BC Greens House Leader Adam Olsen, MLA for Saanich North and the Islands and a member of the Tsartlip First Nation, said Dean has to resign because of the “shocking and horrific systemic failures,” which have continued at the ministry under her watch.
“I stand with the First Nations Leadership Council and echo their call for Minister Dean to step down or be fired and for Premier David Eby to empower a new minister to begin the transformation in the British Columbia child welfare system immediately.”
FNLC representing the voices of the three major First Nations organizations Monday (June 25) first called for Dean’s resignation after a Chilliwack court had sentenced two former foster parents to concurrent prison sentences of 10 years for manslaughter and six years for aggravated assault in connection with the death of the 11-year-old. The boy’s sister also suffered abuse by the man and the woman, who cannot be named.
Olsen said the ministry has failed to address its shortcomings despite repeated calls for reform, adding a complete lack of accountability has resulted in lives irreparably altered and lost.
MCFD has acknowledged that the system had failed the two children and B.C.’s representative for children and youth Jennifer Charlesworth has announced an investigation.
Dean promised her ministry’s full support of the review, noting that the children’s experiences had horrified her.
“I extend our deepest apologies and condolences to the family, friends and communities that have been impacted by this tragedy,” she said in her initial statement on the case.
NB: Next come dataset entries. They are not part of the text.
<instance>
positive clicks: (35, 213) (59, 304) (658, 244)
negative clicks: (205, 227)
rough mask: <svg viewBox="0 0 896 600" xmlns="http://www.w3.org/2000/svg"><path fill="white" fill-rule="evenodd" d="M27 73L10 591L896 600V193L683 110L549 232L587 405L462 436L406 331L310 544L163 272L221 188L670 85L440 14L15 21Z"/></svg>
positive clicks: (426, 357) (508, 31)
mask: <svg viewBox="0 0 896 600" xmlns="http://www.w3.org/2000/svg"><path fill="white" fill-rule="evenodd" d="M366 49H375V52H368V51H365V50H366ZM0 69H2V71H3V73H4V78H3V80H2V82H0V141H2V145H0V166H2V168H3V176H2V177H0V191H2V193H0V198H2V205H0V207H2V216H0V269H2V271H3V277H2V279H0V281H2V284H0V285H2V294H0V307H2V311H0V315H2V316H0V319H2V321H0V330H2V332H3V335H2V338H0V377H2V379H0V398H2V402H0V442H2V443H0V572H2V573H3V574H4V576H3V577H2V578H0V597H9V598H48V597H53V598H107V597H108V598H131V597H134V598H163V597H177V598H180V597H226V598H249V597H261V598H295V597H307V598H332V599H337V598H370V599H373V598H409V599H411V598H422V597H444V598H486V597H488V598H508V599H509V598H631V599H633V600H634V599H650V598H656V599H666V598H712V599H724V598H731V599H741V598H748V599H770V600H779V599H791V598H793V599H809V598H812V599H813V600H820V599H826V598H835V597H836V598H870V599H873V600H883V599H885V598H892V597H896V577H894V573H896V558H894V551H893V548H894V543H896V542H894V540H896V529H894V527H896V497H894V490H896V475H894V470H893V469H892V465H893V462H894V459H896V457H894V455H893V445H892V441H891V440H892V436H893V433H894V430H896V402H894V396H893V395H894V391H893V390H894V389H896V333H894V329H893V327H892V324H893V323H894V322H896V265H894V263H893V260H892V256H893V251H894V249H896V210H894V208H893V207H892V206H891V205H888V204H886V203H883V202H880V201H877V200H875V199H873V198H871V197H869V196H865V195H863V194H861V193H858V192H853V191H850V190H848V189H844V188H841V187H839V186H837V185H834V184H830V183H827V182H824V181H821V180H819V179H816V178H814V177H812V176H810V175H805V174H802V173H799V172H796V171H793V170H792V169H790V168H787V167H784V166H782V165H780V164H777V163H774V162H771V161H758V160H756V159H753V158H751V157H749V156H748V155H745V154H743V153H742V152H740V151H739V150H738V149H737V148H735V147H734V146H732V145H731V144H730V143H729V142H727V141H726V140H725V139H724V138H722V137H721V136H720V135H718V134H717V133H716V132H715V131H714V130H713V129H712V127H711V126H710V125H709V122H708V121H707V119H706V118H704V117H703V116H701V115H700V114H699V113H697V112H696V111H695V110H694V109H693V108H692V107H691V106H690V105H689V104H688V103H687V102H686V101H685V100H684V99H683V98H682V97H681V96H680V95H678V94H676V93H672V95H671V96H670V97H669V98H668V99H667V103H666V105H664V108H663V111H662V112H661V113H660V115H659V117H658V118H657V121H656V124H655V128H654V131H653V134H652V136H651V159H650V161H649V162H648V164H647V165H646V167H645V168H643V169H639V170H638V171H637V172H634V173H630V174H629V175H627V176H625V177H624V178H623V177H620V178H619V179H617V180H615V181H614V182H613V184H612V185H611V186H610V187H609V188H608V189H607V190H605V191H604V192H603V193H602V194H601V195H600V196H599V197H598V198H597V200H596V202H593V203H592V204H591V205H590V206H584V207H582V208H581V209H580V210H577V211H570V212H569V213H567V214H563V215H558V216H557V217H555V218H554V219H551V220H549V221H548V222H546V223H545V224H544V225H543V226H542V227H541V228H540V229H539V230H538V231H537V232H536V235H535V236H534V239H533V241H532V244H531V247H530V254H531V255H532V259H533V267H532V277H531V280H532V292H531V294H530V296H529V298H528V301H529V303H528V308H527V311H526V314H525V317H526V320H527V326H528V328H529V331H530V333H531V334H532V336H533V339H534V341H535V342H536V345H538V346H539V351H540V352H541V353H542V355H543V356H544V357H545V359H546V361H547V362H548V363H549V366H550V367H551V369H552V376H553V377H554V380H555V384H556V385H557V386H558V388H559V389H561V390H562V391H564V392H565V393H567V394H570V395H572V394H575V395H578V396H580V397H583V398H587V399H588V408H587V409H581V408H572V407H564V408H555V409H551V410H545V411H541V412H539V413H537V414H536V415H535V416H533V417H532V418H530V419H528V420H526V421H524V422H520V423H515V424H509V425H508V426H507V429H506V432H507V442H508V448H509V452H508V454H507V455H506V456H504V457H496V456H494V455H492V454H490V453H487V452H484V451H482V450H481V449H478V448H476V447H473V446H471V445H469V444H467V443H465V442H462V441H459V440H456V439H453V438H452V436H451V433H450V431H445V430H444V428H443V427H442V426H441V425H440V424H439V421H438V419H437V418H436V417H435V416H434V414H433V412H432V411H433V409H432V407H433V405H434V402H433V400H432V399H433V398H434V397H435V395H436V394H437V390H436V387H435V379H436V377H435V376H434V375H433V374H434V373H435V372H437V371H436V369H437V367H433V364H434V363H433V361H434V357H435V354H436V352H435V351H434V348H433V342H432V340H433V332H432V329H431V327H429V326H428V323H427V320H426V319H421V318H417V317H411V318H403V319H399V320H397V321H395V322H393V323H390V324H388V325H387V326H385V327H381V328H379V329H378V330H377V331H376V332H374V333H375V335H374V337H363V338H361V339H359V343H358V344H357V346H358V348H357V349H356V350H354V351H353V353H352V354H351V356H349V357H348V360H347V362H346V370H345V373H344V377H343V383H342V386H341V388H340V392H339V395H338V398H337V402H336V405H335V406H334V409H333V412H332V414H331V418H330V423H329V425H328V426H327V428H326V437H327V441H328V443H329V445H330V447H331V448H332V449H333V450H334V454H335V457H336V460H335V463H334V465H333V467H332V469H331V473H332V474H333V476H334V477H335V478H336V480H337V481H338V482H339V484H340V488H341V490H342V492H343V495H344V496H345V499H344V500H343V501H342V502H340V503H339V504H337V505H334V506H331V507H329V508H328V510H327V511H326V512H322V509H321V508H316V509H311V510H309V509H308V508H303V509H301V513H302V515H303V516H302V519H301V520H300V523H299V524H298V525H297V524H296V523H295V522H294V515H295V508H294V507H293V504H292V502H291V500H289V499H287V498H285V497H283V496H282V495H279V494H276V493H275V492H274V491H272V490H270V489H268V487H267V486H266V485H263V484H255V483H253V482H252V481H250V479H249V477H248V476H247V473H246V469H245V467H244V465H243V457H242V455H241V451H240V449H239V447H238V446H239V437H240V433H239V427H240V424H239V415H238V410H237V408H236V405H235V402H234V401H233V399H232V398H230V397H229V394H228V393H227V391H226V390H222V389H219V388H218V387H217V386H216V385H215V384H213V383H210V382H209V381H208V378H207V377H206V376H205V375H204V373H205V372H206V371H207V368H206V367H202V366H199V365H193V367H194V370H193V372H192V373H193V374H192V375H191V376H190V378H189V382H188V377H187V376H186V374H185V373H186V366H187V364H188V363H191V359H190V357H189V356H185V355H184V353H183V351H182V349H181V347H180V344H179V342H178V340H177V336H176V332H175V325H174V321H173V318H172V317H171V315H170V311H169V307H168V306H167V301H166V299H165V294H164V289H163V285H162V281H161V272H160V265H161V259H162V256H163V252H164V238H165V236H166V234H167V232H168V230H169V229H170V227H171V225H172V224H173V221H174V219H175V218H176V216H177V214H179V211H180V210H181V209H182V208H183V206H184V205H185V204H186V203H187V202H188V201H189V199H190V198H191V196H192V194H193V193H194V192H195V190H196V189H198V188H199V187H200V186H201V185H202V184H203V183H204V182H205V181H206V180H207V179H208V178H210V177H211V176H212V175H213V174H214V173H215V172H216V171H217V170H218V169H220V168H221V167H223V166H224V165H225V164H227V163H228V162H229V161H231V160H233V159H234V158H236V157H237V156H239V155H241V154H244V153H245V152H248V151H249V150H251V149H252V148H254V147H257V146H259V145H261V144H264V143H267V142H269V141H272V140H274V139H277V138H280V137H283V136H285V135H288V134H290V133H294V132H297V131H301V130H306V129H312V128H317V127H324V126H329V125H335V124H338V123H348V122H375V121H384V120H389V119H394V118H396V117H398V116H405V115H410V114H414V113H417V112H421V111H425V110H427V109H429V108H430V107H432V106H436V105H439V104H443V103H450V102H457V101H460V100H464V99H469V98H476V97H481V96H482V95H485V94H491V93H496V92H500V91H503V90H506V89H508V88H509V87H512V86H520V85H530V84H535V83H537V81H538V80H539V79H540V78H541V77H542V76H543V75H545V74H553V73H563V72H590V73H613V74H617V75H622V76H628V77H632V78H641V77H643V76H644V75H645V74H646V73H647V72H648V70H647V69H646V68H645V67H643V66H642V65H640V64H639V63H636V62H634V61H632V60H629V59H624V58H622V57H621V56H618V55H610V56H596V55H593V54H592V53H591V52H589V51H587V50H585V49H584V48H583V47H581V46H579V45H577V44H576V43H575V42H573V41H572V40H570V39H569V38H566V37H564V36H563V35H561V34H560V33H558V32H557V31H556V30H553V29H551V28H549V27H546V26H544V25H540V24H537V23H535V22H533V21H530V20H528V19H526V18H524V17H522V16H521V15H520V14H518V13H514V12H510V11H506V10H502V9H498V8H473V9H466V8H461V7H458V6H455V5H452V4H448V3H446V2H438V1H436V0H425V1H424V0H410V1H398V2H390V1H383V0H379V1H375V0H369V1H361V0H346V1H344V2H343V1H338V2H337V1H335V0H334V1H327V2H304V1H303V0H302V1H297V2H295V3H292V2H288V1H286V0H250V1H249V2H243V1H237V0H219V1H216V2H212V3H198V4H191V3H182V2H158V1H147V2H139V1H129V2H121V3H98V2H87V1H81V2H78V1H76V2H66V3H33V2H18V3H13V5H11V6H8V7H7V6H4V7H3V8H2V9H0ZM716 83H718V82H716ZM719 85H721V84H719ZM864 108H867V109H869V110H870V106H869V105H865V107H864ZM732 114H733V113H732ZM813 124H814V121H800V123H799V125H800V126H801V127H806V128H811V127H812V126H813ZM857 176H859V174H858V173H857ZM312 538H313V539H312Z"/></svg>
“Children must always be safe and supported by the adults in their lives and it is clear that these children were failed at every level. The provincial director of child welfare has assured me that changes have been fully implemented at the local office involved to ensure that ministry policies and practice for the protection of children are being followed and we will take all steps to prevent such a tragedy happening again.”
But Olsen questioned Eby’s continued support for Dean.
“Minister Dean has proven entirely incapable of delivering the reforms that the BC NDP called for when they were in opposition,” he said. “There was some hope that the legislative reform we passed last fall would begin the transformation but Indigenous leaders I talk to continue to express their deep frustration with the ministry.”
He pointed to a recent report from Charlesworth, whose office received over 500 reports of kids missing from government care, who were critically injured or were at-risk of serious harm. The cases involved 198 individual children with four having died during the nine-month period of the report from May to December 2022. More than half of the children involved were either First Nations or Metis and three of the four children who died were First Nations.
Eby voiced his support for Dean on Monday.
“(Dean) has taken on significant reform work to make sure that every kid in the province gets the care that they deserve,” he said. “She has my confidence and she and I obviously have some serious work to do with First Nations leadership, with First Nations communities, to provide them with the information that they need to have that we are heading in the right direction on these files, given the disproportionate impact on Indigenous communities of our child welfare system, historically and currently.”
But Eby also acknowledged that more work lies ahead.
“We need a high level of trust to get it done, so Minister Dean and I will be working closely with (First Nations) leadership to restore that trust.”